Vital Signs Blog

Treasury Dept. makes FSA more flexible with rollover option

It's the end of the year and you still have money in your pre-tax health flexible spending account. You're thinking that over your dead body will you allow hundreds of dollars of your hard-earned wages to go to waste. If you don't use it, the funds go back to your employer, who is not allowed to give it back to you.

So you tell yourself, “Hey, why not get a new pair of glasses?” Or, “I should get that extra dental cleaning because it will give me a chance to spend time with that friendly hygienist with the nose ring.”

This way of thinking may be history because the U.S. Treasury Department released a new rule Thursday allowing employers to let plan participants roll over up to $500 in unused health flexible spending funds to the following year.

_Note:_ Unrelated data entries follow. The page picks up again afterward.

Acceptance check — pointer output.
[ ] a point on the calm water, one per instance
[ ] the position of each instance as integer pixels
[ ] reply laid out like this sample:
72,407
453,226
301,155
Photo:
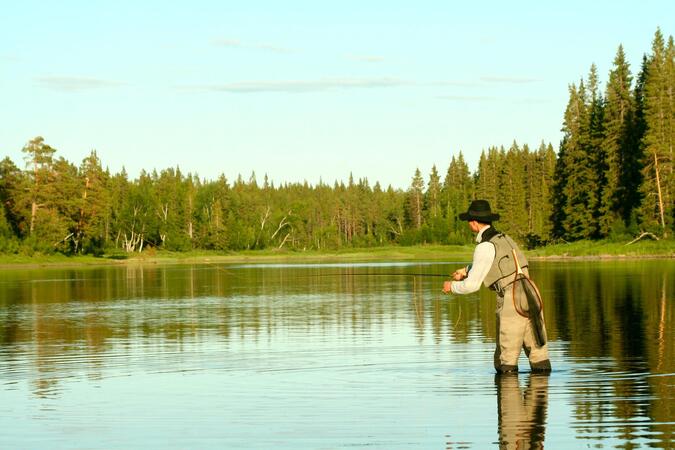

The Treasury's move recognizes that the year-end rush for unnecessary healthcare services needed to be chilled, said Joe Jackson, CEO of WageWorks, a company that administers consumer-directed benefits. “Rather than having people go out and buy five boxes of Band-Aids or 10 bottles of cough syrup they don't need, those dollars can be spent on the things they were meant for,” Jackson said.

Of course, not everyone made a mad dash to Walgreen's under the old system. As many as 3.5 million holders of flexible spending accounts were saying goodbye to hundreds of dollars each year, Jackson said.

There are some possible drawbacks to the new rule. First, it's optional for employers to make the rollover change. Second, under the old system, account holders were allowed a grace period of 2 1/2 months to spend the money in the accounts. Employers will have to choose if they want to keep that option, or implement the new $500 rollover option. But they can't do both, the Treasury said.

It is unclear what federal fiscal impact this could have. It could encourage more people to put pre-tax dollars in such accounts, reducing tax revenues.

Treasury said there is no official estimate of the fiscal impact of the new rule.